Neither of my kids wanted to move in. Then when Jada started rattling the cage about getting a dog, I found myself using the oldest trick in the book – I used a puppy to lure her in. She could get a puppy, I told her, if she paid for it, owned it, and took it with her when she moved out. She fell for it. And so did I.
We were on our way to Port Credit to meet our chosen puppy. Jada was worried that we would not pass the owner’s strenuous list of qualifications. I was not troubled about that. I was fretting that we would be declined on our first choice, Gus, and that Jada would be desperate enough to agree to take home one of the other pups. This woman had a number of puppies available, but only one breed was suitable for apartment living, in my opinion. What would I do if Jada set her heart on one of the consolation puppies, which we were told were Rhodesian Ridgeback/Labrador Retriever mixes?
When Jada was four-years-old and her brother was one, I had decided we needed a puppy. Ever the strategist, I chose a breed that I read would be child friendly and began the search for a reputable breeder. I read all the advice about adopting and had a checklist of conditions a new puppy must meet. The hunt proved more difficult that I’d imagined but along the way someone told me about a breeder in Peterborough where a friend had got a puppy. I called and made an appointment. The breeder had two litters ready to go.
Jada and I picked up my sister at her farm and headed to Peterborough. My sister is the animal expert in the family – in fact, she had a litter of Jack Russell Terriers in her barn at the time, but all the books said, “No!” to Jack Russell Terriers as family pets. It was a hot summer day and it was high noon when we pulled into the breeder’s long dusty driveway. Only the breeder’s name on a forlorn and crooked roadside mailbox let us know we were at the right location.
We could hear dogs barking as we got out of the car but bushes screened the back yard so we couldn’t see them. We knocked at the aluminum side door and were ushered into the kitchen of a split level home. As introductions were quickly made, a man in the next room continued to watch a blaring television. The puppies would be in the basement. We just had to wait a minute as the woman shouted for her son to help her get organized. We remained in the kitchen eyeing the shelves of hockey trophies and framed school portraits.
After a short time we were ushered down a circular metal staircase to a basement rec-room where the puppies were squirming and crawling over one another in a child’s blue plastic swimming pool.
Instantly I knew we’d made a mistake. These pups were not eight weeks old, they were much younger. And as four-year-old Jada knelt excitedly beside the pool they fled to the other side where she couldn’t reach them. One pathetic pup with rusty goop in both eyes and a dry nose was too lethargic to get away and Jada’s tiny hands were soon picking her up and cradling the puppy to her face.

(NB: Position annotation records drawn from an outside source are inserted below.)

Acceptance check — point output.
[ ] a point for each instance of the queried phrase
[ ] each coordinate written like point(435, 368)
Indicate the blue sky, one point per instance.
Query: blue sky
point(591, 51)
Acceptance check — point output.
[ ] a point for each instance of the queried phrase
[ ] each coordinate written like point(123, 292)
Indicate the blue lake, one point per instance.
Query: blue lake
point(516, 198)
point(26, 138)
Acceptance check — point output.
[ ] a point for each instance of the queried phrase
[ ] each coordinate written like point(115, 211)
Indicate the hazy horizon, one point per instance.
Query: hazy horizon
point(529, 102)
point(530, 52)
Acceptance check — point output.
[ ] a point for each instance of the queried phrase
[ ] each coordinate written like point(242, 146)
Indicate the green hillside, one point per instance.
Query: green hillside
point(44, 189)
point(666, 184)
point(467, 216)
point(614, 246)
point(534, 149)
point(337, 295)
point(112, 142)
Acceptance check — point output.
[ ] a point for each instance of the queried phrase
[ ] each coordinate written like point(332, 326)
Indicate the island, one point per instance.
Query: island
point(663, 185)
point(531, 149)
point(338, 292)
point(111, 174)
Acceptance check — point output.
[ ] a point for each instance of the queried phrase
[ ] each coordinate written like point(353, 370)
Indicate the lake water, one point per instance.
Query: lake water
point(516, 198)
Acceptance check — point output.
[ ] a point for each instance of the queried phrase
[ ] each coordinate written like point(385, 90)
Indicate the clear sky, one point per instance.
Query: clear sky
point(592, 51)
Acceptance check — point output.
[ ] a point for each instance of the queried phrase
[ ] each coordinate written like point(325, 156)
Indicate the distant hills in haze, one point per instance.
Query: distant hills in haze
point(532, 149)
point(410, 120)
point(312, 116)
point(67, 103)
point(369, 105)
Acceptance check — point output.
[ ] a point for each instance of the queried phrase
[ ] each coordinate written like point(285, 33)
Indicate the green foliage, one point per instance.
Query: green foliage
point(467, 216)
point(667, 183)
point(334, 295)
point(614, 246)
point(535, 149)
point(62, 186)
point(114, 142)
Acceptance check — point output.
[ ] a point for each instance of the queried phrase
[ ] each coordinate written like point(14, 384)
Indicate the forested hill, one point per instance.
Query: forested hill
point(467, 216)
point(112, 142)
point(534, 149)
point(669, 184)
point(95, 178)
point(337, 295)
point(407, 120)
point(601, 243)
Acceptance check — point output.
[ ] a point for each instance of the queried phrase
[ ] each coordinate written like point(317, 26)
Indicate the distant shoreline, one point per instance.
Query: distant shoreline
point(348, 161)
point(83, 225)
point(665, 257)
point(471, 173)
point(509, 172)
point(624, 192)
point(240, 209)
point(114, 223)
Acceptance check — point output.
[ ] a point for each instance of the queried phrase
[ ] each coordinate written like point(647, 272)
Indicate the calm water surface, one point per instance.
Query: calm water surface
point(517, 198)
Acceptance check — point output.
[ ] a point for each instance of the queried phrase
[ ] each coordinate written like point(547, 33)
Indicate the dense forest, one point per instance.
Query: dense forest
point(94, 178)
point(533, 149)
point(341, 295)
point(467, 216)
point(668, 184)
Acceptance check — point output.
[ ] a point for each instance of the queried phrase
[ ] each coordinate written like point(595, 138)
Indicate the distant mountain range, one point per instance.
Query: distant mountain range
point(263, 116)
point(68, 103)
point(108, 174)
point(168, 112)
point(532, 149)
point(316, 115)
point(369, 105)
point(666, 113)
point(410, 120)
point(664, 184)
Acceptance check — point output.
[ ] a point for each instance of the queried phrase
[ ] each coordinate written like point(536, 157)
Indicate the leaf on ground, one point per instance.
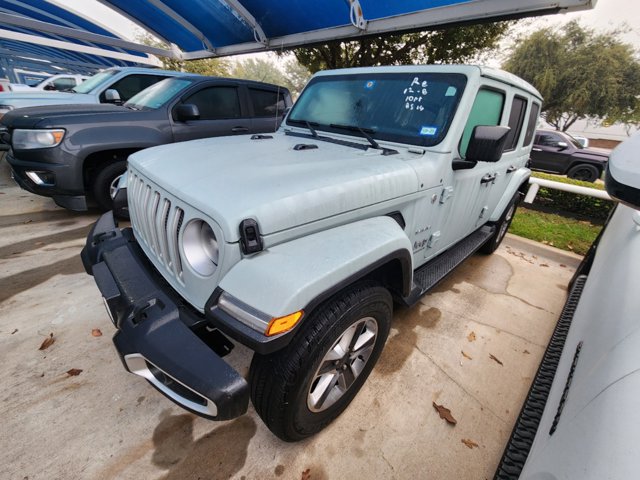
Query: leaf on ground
point(495, 359)
point(469, 443)
point(445, 413)
point(47, 342)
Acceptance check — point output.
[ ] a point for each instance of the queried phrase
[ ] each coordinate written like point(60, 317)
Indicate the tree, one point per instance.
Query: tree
point(580, 74)
point(206, 66)
point(451, 45)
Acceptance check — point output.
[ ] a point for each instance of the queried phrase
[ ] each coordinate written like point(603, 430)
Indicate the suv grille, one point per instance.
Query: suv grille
point(157, 222)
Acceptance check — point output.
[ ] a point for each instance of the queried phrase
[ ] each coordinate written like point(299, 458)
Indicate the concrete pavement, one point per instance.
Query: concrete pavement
point(472, 345)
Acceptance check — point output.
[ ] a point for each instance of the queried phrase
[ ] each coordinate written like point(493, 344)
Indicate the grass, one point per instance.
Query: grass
point(560, 232)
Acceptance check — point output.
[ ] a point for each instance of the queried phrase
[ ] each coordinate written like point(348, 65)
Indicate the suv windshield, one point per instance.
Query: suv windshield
point(93, 82)
point(413, 108)
point(158, 94)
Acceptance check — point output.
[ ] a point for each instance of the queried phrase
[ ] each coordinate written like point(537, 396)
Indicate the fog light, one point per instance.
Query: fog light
point(43, 179)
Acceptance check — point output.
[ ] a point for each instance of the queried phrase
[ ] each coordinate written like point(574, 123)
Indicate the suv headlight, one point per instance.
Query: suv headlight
point(27, 139)
point(200, 247)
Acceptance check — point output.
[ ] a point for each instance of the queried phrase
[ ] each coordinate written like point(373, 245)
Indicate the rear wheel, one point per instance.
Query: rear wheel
point(105, 183)
point(584, 172)
point(299, 390)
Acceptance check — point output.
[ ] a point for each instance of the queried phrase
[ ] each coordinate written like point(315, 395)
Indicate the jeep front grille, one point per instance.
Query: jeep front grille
point(157, 223)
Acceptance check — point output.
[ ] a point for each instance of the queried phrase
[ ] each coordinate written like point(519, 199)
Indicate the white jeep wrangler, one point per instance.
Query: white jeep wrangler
point(297, 244)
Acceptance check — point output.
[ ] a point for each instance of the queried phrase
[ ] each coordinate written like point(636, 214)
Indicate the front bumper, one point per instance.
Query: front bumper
point(156, 336)
point(63, 186)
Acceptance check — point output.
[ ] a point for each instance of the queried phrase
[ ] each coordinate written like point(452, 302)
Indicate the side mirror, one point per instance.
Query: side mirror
point(622, 178)
point(186, 112)
point(487, 143)
point(112, 96)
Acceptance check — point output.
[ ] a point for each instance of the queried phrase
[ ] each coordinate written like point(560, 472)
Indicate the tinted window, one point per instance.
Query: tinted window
point(516, 118)
point(413, 108)
point(216, 103)
point(487, 110)
point(128, 86)
point(531, 124)
point(267, 103)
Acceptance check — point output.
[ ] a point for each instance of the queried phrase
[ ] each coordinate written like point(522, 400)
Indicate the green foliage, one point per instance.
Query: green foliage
point(555, 230)
point(206, 66)
point(577, 205)
point(451, 45)
point(581, 74)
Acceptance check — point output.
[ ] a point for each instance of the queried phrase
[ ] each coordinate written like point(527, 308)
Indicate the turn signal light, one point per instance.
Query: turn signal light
point(283, 324)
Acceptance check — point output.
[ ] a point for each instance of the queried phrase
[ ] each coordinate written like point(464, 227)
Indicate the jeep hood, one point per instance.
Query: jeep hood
point(59, 115)
point(234, 178)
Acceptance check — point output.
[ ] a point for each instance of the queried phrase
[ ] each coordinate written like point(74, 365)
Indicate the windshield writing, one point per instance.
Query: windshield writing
point(414, 108)
point(93, 82)
point(158, 94)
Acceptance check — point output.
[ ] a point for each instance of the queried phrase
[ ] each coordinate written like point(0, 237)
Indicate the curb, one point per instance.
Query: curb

My mind was racing. Certainly it wasn’t ideal but safely at home surely one of these pups would thrive under our care and attention, wouldn’t it? We’d driven a long way on a hot summer’s day. The price was right. Finding a puppy was much harder than I’d realized. And if I said no now, how would I ever get Jada to put that puppy down?
My sister asked if we could meet the pups’ mother. Of course we could. The woman led us out through the back door to the kennels. Immediately the steady barking turned into a frenzy. Countless dogs were housed in plywood shacks with narrow fenced-in chain-link runs. It was a hot day. Some dogs stood on top of their houses barking ferociously. I held Jada’s sweaty little hand tightly as the breeder led us to the home of the pups’ mom. She was nowhere to be seen. After a couple of whistles and a sharp call, a cowering female dog slunk from her shack and watched us warily from her platform.
Okay, we’d seen enough. We thanked the breeder and told her we needed to go have lunch and think about it. Jada chattered at me as I strapped her into her car seat. “When are we getting the puppy, Mom? Which one are we getting? I love those puppies.” I’d wished I had something with me to clean her hands.
On the long drive back to my sister’s farm Jada fell asleep and my sister posed the question, “Why don’t you just take one of my puppies?” Oh no. I’d read terrible things about Jack Russell Terriers. They barked incessantly, destroyed furniture, jumped on everything, they were untrainable, hyperactive maniacs.
The scruffy little Jack Russell my sister placed into Jada’s arms a few weeks later lived a healthy sixteen years. She was a terrific pet, a wonderful companion, and one of the best dogs anybody ever met.
A twenty-one year old Jada pointed out the turn off for Hurontario. What would I do or say if the puppies on this trip turned out to be less than desirable? I couldn’t take her by the hand and lead her away, or strap her into a car seat.
Gus entered our lives that day and I had no inkling how he would change my life. Looking back, I have to laugh at how naïve I was. Today, Gus and I sit in our usual morning places in the living room, him snoozing, me writing. We are waiting for Jada to wake up. We spend a lot of time waiting for her, me and Gus. I have a feeling it’s going to be like this for a long time.